Yeah, Cromwell. Apologize to the—me. I was starting to see why Mary Boleyn got off on playing dim and helpless.

  “My most sincere apologies, Lady Joan.” He bowed. “I ask your forgiveness.”

  “I just don’t understand why you would be so mean to someone who saved your life.” I thought pitiful thoughts and ostentatiously sniffled, hoping I looked woebegone, not constipated.

  “We had heard worrisome things about you from a dear friend and wished to see for ourselves,” Henry admitted. “You must understand, I have a responsibility to my kingdom and to my God, no matter how fond of a comely visitor I might personally be.”

  “Oh, well. Comely.” I patted my terrible wig and heavy hood. “I don’t know about that …” Ugh. I’m already sick of this. How does Boleyn do this with a straight face? I made a note to keep in mind that Henry was better at treating women like crap at a distance. Face to face, he chickened out every time.
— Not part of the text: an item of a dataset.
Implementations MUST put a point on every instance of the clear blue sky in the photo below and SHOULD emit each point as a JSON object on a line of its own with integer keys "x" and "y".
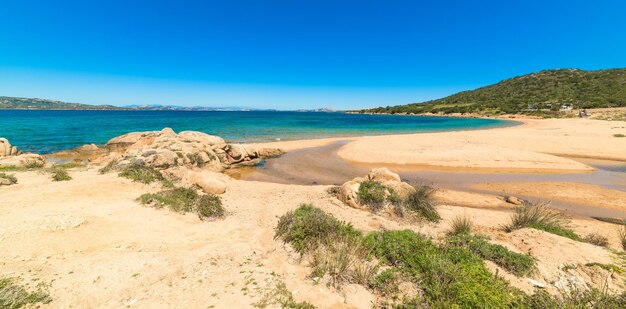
{"x": 294, "y": 54}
  “But I will tell my friend she need not fear you any longer.”

  “I would be happy to speak with the lady,” I said at once. “To set her mind at ease.”

  Henry waved that away. “That will not be necessary. I will tend to that myself.”

  “As you wish,” I replied. “But Anne’s got nothing to fear from me.” Wasn’t that the truth. Anne should be watching over her shoulder for her husband and uncle, poor doomed lady.

  “It is not—” Henry cut himself off at the same moment Cromwell stifled a tiny cough.

  Oh.

  “Anne isn’t the one pouring poison in your ear?” Like a dolt, I finally put it together. “Oh, for heaven’s sake. You’re cheating on the new wife already and letting some random wench talk crap about me? But I’m the one who has to explain myself?”

  “Lady Joan—” the Thomases began in union, but I was too irked to heed them.

  “Does Anne even know that you don’t take your marriage vows seriously? Of course she does, because you cheated on Catherine, too.” I was doing the slow you-have-disappointed-me head shake. “What if the angels told me to tell you to keep it in your codpiece? Would you?”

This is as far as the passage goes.